On either side of the path that led to the main entrance of the penn grew crotons and coliases and elder-flower, which in the daytime made a brave show of varigated colour. Beyond the limits of this carefully tended plot of earth the long guinea grass grew, and huge, heavy-foliaged, wide-spreading trees which created oases of shade even when the day was at its hottest. Fruit trees abounded in this property; mangoes and limes and grapefruit; shaddock, guavas, starapple and orange; and tonight the perfume of orange blossoms filled the air and was carried far away by the cool breezes which came stealing gently downwards from the hills.
“Let me give you a hint,” said Dick, as they strolled out of hearing. “Our people are just now passing through one of their periodical fits of depression, and you will probably hear them expressing fears of negro uprisings and all that sort of thing—you heard mother tonight. I am quite used to it, but you are not, and you may be frightened. Don’t allow yourself to be. The danger is purely imaginary.”

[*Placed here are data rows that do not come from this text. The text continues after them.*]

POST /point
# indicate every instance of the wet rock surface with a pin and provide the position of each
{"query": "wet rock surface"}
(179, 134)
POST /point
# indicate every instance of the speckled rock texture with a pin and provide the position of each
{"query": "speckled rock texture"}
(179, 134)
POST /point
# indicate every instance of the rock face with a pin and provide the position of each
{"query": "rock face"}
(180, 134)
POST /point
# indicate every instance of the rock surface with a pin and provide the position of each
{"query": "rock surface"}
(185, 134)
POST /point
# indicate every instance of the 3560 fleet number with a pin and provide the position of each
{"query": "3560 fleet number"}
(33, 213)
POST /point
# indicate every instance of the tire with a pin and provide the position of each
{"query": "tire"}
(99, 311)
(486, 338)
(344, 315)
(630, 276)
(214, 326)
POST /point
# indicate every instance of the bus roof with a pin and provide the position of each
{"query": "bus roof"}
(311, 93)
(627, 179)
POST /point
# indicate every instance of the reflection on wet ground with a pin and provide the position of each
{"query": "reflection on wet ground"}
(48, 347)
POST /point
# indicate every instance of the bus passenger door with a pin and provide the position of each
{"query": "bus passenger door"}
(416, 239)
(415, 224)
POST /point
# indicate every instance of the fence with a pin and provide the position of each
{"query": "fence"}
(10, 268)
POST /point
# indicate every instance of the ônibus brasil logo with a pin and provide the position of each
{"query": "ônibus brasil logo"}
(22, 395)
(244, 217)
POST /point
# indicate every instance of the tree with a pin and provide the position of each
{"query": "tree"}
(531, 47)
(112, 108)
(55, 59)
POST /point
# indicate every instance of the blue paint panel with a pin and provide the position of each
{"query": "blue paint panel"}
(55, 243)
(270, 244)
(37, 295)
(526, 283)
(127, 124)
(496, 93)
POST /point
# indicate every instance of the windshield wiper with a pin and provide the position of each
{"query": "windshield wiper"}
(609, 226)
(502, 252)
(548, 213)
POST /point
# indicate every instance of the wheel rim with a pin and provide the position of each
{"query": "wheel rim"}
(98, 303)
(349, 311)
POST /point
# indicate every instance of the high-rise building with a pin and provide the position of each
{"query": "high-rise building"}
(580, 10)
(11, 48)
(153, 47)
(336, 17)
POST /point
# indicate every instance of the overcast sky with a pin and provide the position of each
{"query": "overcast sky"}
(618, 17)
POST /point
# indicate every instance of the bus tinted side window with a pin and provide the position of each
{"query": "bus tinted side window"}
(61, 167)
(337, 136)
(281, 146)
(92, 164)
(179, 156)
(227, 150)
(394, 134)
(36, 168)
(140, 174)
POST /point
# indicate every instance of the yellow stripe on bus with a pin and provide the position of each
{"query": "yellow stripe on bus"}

“I have heard a lot of such talk before,” said Joyce. “I was saying that I would have come out to Jamaica two years ago, but mother changed her mind almost at the last moment.”
“Yes?”
“That was because she became afraid; she has never quite recovered from her experience here as a girl. She insists that she and Aunt Charlotte were very nearly murdered by the negroes.”
“She does not exaggerate,” said Dick grimly; “but that was thirty-five years ago.”
“Mother really did not want me to come But I had so often promised Aunt Charlotte to come out that I simply had to. Father said my visit could no longer be postponed.”
“And that is the only reason why you came?”
“Well,” she replied coquetishly, “there is Aspley, our estate, you know.”
“And what about your promise, that some day you would come to Jamaica, and that when next we met you would answer my question? That had nothing to do with your coming?”
“I was a mere chit of a girl when I said that,” she laughed, “and you were only a boy.”
“I was twenty-two. In the intervening five years I have not changed. Have you?”
“Perhaps I am as uncertain as ever,” she said gently. “I don’t know. But I am here, with you. Dick.” She paused for a moment. “I cannot answer now,” she pleaded, “don’t press me.”
The orange blossoms filled the air with their delicate perfume, and the stars filled the heavens with light. Beyond them the darkness wrapped the earth as with a shroud, and hung a veil of mystery between them and the world. Far away, like giant sentinels, towered the solemn mountains, and through the tropical night the lurid fires blazed. But they saw nothing save one another just then, were conscious of themselves alone. He made no comment on her last words; indefinite as they were. She was with him, as she said, and that for the present was enough.
Suddenly, shrilly piercing the silence, came the measured beat of a chant. It intensified the brooding silence, added a touch of weirdness to the wonder of the night.
“A revival meeting in the neighbourhood.” Dick explained. “It begins at ten o’clock precisely and sometimes lasts all through the night. It is growing late. I suppose we must go in now.”